Ì see this a lot. You will loose about 1-2% efficiency. We did not do that when I owned my heating and cooling company, but some people are just lazy.

This is what I figured. I made a note of it in my report but didn’t consider it a major defect seeing as how the furnace would still function ok, the efficiency would just be down a bit.

They may be legal, but stupid.
They are pulling inside air and quite possibly setting up a negative house pressure situation.
If the place is newer it may be very air tight and for instance say they have a fireplace , may draw combustion by products back into the home.
Remember that water heater , which may be in the closet also needs combustion air.
Is it in a small utility room.Does it have vent openings at the top and bottom.
Back to that water heater it may have flue gas rising naturaly that could be reversed and pulled into the house.
I just did a place last week where they ran the schedule 40 out the wall.
(good deal right?)
Well it turns out the Polish speaking HVAC guy mis-heard the AHJ tell him the intake from outside was not needed.
Duh,…he went and cut all the intakes at the elboes hours before I arrived.
When I met him I said put them back up, right away please.
Water heater next to it had gas leaking at the same time but thats another story.

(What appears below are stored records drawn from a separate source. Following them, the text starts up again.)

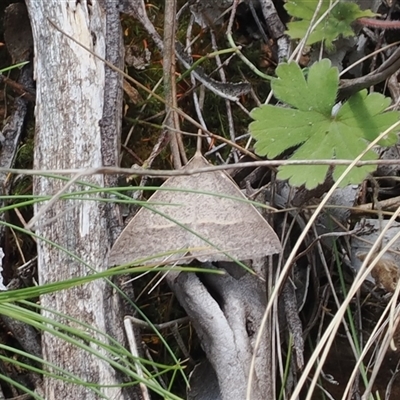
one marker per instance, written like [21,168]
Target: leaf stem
[378,23]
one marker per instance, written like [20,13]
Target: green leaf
[337,22]
[311,125]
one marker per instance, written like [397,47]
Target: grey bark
[76,129]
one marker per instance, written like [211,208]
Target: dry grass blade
[230,226]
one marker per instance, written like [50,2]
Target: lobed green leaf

BTW, when you see this at new construction and suspect that the furnace may have been used as a “construction heater”, listen carefully for small pieces of construction debris tumbling around in the inducer fan housing.

Hi Mike
Not to mention a dirty blower and filter , which can void the warranty

From this afternoons Inspection
Notice lack of filter.
[ATTACH]DSCN0129 (Small).JPG[/ATTACH]

DSCN0129 (Small).JPG

DSCN0132 (Small).JPG

Some good replies. Good points Robert, I wasn’t too concerned about a neg. pressure or backdrafting since it was in a large open unfinished basement.

That is where they become radon gas suckers! Any leaks in the return air duct system and it gets pumped throughout the house. A good reason to add $10 worth of PVC pipe.

Depending on the furnace and the location. I will add this to my report.

· **Monitor: **Ideally class IV furnaces with sealed combusting chambers should have combustion air intake vented to the outside for maximum efficiency.

Excellent note to add into a report. I made a similar note in my report.